Gene expression study using EST resources

Microarray analysis is a powerful tool for global gene expression profiling. The first peanut microarray study was performed by Luo et al. to investigate differentially expressed genes in peanuts in response to A. parasiticus infection and drought stress. This microarray was made with a dotted array of cDNA clones using ESTs from two cDNA libraries. Later, an oligonucleotide microarray containing more information about the EST sequence was also designed and used for the genetic profiling of peanuts.

An oligonucleotide microarray containing 15,744 unique probes was created from 49,205 peanut ESTs. A total of 36,766 probes were designed using Agilent Technologies’ server-based array platform, an in situ synthesized microarray platform. A full description of the array is available in the NCBI GEO (Gene Expression Omnibus) database with registration GPL6661. Recently, Guo et al. reported the use of long oligonucleotide sequences in gene expression profiling experiments to identify candidate genes that confer resistance to Aspergillus infection due to upregulation in response to fungal infection. The description of the matrix platform can be found in the NCBI GEO database (accession GPL13178).

Development of EST-SSR markers

Guo’s lab and his collaborator developed a large number of EST-SSR (simple sequence repeat) markers from peanut EST sequences. About 24,000 were analyzed for SSR discovery. A total of 881 EST-SSRs were identified, and 251 of them could be successfully amplified from peanuts. Most of these SSRs exhibited polymorphism in the wild-type peanut; however, only a small number of SSRs showed polymorphism in cultivated peanuts.

In addition, 740 SSRs were discovered from 20,160 new EST sequences derived from the cultivated peanut pod, which are not currently deposited in the database. Amplification and polymorphism of some SSRs were tested in both cultivated and wild peanuts. Using ESTs from the immature peanut seed cDNA library, Song et al. identified 841 EST-SSRs. Part of these SSRs was used to analyze the polymorphism between cultivated and wild-type peanuts.

From 63207 ESTs derived from 5 cDNA libraries constructed using the bacterial wilt resistant peanut line “06-4104”, 2643 EST-SSR loci were identified. Qing et al. reported the largest collection of SSRs, a total of 4576 SSR markers from three sources: published SSR markers, newly developed SSR markers from ESTs, and from bacterial artificial chromosome (BAC) end sequences for linkage map construction. genetic, and QTL analysis of resistance to TSWV.

Transferability and Comparative Genomics

Gene content and order are highly conserved among closely related species, as revealed by comparative genetics.

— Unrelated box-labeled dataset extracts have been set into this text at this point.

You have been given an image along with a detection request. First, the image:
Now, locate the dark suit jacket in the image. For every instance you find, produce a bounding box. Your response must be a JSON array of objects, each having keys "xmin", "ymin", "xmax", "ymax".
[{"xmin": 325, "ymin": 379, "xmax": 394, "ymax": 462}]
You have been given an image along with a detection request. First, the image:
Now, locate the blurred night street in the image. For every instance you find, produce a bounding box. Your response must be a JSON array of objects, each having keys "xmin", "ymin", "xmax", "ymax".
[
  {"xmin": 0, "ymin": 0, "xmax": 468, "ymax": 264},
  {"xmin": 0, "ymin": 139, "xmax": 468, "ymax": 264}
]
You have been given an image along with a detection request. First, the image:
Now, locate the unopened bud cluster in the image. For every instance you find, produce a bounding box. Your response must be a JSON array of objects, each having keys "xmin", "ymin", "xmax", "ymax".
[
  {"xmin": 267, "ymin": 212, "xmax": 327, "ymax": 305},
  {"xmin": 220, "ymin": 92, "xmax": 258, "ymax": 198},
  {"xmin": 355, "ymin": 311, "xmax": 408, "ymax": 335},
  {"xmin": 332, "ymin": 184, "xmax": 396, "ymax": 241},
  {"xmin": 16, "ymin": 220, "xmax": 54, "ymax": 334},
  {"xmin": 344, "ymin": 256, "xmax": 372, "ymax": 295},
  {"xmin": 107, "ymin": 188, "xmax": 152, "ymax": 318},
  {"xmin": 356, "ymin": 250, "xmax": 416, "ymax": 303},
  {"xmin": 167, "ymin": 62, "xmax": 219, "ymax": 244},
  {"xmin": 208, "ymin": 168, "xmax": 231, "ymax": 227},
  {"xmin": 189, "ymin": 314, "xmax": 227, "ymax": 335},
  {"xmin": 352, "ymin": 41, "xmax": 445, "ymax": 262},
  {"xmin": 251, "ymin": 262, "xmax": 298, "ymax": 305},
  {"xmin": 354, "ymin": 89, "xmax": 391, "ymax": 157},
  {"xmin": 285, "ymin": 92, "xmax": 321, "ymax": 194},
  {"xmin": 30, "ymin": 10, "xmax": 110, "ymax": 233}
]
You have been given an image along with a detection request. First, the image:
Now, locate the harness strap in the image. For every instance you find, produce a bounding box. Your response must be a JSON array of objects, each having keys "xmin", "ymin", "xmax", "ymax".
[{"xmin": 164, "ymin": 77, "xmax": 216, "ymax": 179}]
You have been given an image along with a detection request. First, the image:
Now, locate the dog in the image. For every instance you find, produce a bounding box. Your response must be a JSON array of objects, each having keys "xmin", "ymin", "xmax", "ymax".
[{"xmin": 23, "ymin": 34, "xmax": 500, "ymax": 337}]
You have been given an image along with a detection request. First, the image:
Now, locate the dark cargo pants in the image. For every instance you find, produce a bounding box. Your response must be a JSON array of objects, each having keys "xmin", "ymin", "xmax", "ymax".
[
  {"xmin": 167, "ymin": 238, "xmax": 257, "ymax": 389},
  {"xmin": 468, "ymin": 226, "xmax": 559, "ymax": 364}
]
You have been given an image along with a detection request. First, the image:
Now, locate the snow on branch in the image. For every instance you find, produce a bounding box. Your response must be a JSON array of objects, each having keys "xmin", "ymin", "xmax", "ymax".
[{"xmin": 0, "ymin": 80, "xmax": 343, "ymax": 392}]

Sequence data obtained from several crop plants indicated the existence of homology between the genomes of two or more closely related genera/species. EST-SSRs have effective transferability between genera/species in many crops. EST-SSR markers have a higher transfer rate than SSR markers from genomic sequences due to the conservation of transcribed regions between related species.

Mace et al. obtained 51 SSR markers from the Leguminosae family using the in silico method and also tested 27 diverse Arachis accessions, revealing 18 polymorphisms. Varshney et al. constructed the first SSR-based map of cultivated peanuts by using partial SSR markers from the AA diploid genome map, and legume anchor markers were developed and compared with maps from Arachis, Lotus, and Medicago.

Moretzsohn et al. constructed a linkage map of the B genome using microsatellite markers developed for other Arachis species and showed high transferability (81.7%). This genome map B was compared to genome map A using 51 common markers. Fonseka et al. reported that synteny analysis between genomes A and B revealed good overall collinearity of the LG homeologous.